By default sb.search points at http://10.42.0.1:8888 — the host's SearxNG. Set FIREBOX_SEARXNG_URL in the agent's env to point elsewhere.

Helpers per category¶

sb.search.web("rust web framework")              # general
sb.search.news("AI agents", time_range="day")    # news engines, last day
sb.search.papers("microvm performance")          # arxiv, Scholar, Semantic Scholar
sb.search.code("playwright stealth github")      # GitHub, SO, NPM, PyPI
sb.search.images("hacker news logo")             # Bing/DDG images
sb.search.videos("rust async tutorial")          # YouTube, Vimeo, Bilibili
sb.search.wiki("Firecracker (software)")         # Wikipedia
sb.search.maps("Ljubljana")                      # OpenStreetMap

Or the lower-level call:

sb.search.query(
    "AI agent benchmarks",
    categories="general",          # or list
    engines=["brave", "startpage"],
    language="en",                 # ISO code
    time_range="month",            # day|week|month|year
    pageno=1,
    safesearch=0,                  # 0|1|2
    cache=True,                    # 5-min in-sandbox cache, on by default
)

Each result is a SearchResult:

@dataclass
class SearchResult:
    title: str
    url: str
    content: str         # snippet
    engine: str          # "brave" / "bing" / ...
    score: float
    category: str

Cache¶

The SDK caches (base_url, normalised_params) for 300 s in memory, LRU-evicted at 256 entries. Same query within five minutes returns in microseconds:

sb.search.web("foo")    # ~1 s, network round-trip
sb.search.web("foo")    # <1 ms, served from memory

Disable per call with cache=False if freshness matters more than speed.

CLI¶

The CLI bypasses sandboxes entirely — it hits SearxNG directly via your FIREBOX_SEARXNG_URL (or default). No microVM spin-up cost.

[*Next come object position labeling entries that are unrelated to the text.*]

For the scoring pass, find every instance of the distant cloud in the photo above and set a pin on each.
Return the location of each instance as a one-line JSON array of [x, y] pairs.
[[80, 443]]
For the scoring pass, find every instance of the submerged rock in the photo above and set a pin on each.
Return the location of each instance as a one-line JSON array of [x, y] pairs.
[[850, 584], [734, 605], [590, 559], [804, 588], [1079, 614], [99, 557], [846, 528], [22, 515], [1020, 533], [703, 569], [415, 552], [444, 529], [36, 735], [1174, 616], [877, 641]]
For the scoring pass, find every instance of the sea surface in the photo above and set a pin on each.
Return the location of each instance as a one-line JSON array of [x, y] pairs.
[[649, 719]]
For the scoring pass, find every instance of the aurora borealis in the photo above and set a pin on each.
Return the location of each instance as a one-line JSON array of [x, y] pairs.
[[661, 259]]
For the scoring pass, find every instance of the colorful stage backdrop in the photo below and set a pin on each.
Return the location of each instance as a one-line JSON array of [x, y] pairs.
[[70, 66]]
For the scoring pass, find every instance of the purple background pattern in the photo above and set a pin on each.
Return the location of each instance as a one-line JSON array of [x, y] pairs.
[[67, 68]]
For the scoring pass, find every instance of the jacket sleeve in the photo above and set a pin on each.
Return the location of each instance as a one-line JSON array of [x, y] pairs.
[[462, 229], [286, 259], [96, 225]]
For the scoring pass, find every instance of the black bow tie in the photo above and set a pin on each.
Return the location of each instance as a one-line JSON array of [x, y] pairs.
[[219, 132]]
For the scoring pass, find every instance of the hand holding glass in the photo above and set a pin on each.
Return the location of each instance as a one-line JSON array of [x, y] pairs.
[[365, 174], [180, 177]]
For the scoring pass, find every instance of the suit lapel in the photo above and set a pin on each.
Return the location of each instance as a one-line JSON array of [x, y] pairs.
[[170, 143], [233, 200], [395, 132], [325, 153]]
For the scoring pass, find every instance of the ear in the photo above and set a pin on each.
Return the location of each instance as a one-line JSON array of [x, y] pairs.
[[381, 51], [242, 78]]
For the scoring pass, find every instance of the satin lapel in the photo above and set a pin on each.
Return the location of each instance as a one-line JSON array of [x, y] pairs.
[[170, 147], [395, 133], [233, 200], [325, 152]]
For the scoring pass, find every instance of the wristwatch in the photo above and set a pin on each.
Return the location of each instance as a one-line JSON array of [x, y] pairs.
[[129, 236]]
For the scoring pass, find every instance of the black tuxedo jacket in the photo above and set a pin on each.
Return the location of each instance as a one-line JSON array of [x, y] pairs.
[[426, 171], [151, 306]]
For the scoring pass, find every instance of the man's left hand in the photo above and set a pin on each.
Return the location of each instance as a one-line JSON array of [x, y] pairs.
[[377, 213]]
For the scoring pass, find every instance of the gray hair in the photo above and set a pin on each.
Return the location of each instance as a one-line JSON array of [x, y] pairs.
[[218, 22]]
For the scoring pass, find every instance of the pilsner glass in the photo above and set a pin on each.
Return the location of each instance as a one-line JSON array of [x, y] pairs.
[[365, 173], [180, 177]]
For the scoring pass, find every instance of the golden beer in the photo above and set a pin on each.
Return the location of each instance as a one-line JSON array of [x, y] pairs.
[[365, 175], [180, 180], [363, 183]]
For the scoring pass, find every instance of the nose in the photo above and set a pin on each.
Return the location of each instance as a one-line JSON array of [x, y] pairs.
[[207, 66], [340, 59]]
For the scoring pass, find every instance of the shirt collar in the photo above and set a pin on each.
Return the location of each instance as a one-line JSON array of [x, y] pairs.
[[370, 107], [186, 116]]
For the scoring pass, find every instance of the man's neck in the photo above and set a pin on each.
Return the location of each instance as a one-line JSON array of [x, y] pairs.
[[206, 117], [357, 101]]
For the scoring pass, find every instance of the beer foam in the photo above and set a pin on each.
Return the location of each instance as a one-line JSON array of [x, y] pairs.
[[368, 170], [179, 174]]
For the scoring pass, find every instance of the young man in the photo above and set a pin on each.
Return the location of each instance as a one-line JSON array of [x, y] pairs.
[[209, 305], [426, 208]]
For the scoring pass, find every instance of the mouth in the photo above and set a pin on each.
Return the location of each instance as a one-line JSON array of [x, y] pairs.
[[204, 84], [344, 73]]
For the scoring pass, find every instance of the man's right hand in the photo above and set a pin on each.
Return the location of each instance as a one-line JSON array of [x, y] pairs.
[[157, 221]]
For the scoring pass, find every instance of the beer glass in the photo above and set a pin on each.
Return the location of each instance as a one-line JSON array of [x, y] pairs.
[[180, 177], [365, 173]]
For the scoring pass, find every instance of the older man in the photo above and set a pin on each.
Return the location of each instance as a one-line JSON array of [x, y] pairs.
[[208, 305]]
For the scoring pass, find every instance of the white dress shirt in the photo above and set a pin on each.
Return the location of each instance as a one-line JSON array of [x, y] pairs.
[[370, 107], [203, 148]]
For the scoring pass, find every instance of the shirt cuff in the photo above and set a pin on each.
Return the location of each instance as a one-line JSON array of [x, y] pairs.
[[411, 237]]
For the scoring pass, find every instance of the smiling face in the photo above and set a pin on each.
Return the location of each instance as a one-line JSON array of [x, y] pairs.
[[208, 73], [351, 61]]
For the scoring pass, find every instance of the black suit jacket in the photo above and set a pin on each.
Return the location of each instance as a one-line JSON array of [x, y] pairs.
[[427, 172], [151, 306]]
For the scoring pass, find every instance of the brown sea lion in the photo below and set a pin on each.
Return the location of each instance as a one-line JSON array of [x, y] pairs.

firebox search "firecracker microvm" -n 5
firebox search "AI agents" -c news -t week
firebox search "rust web" -c it -e brave,bing
firebox search "playwright stealth" --json | jq '.[0].url'

# Pipe-friendly:
firebox search "fitness blog contact" -n 20 -u \
    | xargs -P5 -I{} curl -s -o /dev/null -w "%{http_code} {}\n" {}

Flags:

Flag	Default	Notes
`-n` `--limit`	10	max results
`-c` `--category`	–	`general`/`news`/`science`/`it`/`images`/`videos`/`map`
`-e` `--engines`	–	comma-list, e.g. `brave,bing,google`
`-l` `--language`	–	ISO code
`-t` `--time-range`	–	`day`/`week`/`month`/`year`
`--pageno`	1	pagination
`--safesearch`	0	0/1/2
`--json`	–	machine-readable output
`-u` `--urls-only`	–	one URL per line, xargs-friendly
`-T` `--titles-only`	–	one title per line
`--field FIELD`	–	print one field per line (engine, content, ...)

When to use `sb.search` vs the CLI¶

Inside an agent flow: sb.search because it shares the sandbox's IP + cache and doesn't need the caller to reach SearxNG.
Quick terminal lookup or shell pipeline: firebox search — zero microVM cost, instant output.
From an MCP-aware agent: the MCP search tool. Same backend, one tool call.